SEMINAR IN LITERARY STUDIES ENG 477 ENG (4.00 credits)
A special study of a literary period, figure, genre, or group, of some other special literary focus. Prerequisites: W tag.
TOPICS IN ETHNIC AMERICAN LIT ENG 325 ENG (4.00 credits)
A study of selected works from one of the following ethnic literary traditions in the United States: African American literature, Asian American literature, Latino/Hispanic American literature, or Native American literature. Prerequisites: W tag.
TOPICS IN ETHNIC LITERATURES ENG 260 CD ENG (4.00 credits)
A course focusing on the intersection between literature and ethnicity or Ethnic Studies. Specific versions of the course might focus on topics like the Multiethnic Graphic Novel, American Slave Narratives, or the Literature of Immigration. Prerequisites: ENG 110  or concurrent enrollment
TOPICS IN JOURNALISM ENG 312 ENG (4.00 credits)
Topics in journalism, varying by semester. Offerings might include environmental journalism, minority journalism, countercultural journalism, and advocacy journalism, including studies of how subcultures and marginalized interest discourse through media with the constantly changing mainstream in American culture. Prerequisites: W tag.
TOPICS IN LITERATURE & ENVIRONMENT ENG 243 CE ENG (4.00 credits)
Concepts of ecology are central to this literature course that might focus on nature writing, utopian and dystopian fictions, indigenous writing, and/or other literary topics that relate to environmental concerns. Students will learn about and employ eco-criticism. Prerequisites: W tag or concurrent enrollment in W-tag course.
TOPICS IN LITERATURE AND GENDER ENG 224 CQ ENG (4.00 credits)
This course focuses on the intersection between literary study and gender and sexuality studies. Different iterations of the course might focus on Women Writing on Love and Power, the LGBTQ Novel, Feminism in Literature, Gender Roles in Genre Fiction, or Transgender Memoirs. Prerequisites: ENG 110  or concurrent enrollment
TOPICS IN WORLD LITERATURES ENG 271 CG ENG (4.00 credits)
This course focuses on global literatures. Global Anglophone literature and literature in translation might be included. Specific topics could include Diasporic Fiction, Colonial and Postcolonial Writing, Global Drama, or Studies in the Epic. Prerequisites: W tag or concurrent enrollment in W-tag course.

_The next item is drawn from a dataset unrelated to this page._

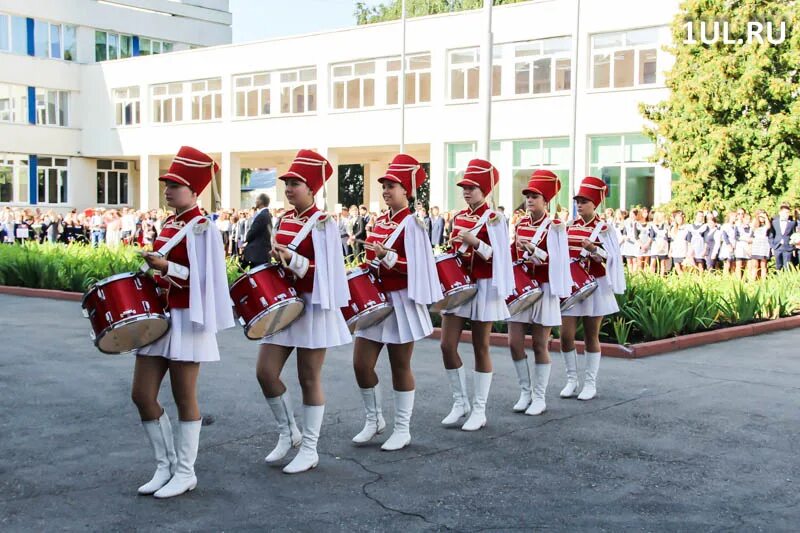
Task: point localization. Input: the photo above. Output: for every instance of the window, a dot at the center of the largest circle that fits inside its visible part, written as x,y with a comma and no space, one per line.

TOPICS: WORLD LITERATURES IN ENGLIS ENG 370 ENG (4.00 credits)
An examination of a particular national literature other than that of the United States or Britain, or a survey of literature by writers from a variety of regions around the globe. Specific courses might include Irish Literature or Postcolonial Literatures. Prerequisites: W tag.
TPC: LITERATURE AND GENDER ENG 327 CQ ENG (4.00 credits)
A study of literary works from a variety of periods and genres in relation to issues of gender. Specific iterations of the course could include emphases on gender, sexuality and representation; queer theory; feminist theory, especially feminist narrative theory; textuality and sexuality; women's writing and society; or tough guys in literature. All possible versions of the course will require attention to how literature represents, reinforces, and/or attempts to subvert social roles attached to gender and sexuality. Prerequisites: W tag.
TPC: POSTCOLONIAL FICTION ENG 370B CGX ENG (4.00 credits)
This course will provide students with an opportunity to explore fiction from the former British colonies and from Great Britain itself. In order to experience the literature of this course as fully as possible, our readings of the primary texts will be informed by historical grounding, geographical/political contexts, as well as cultural and literary theory to do with postcolonial subjectivity. How do we, in North America, read the work of those in other parts of the world and learn from what they have to tell us? Prerequisites: W tag.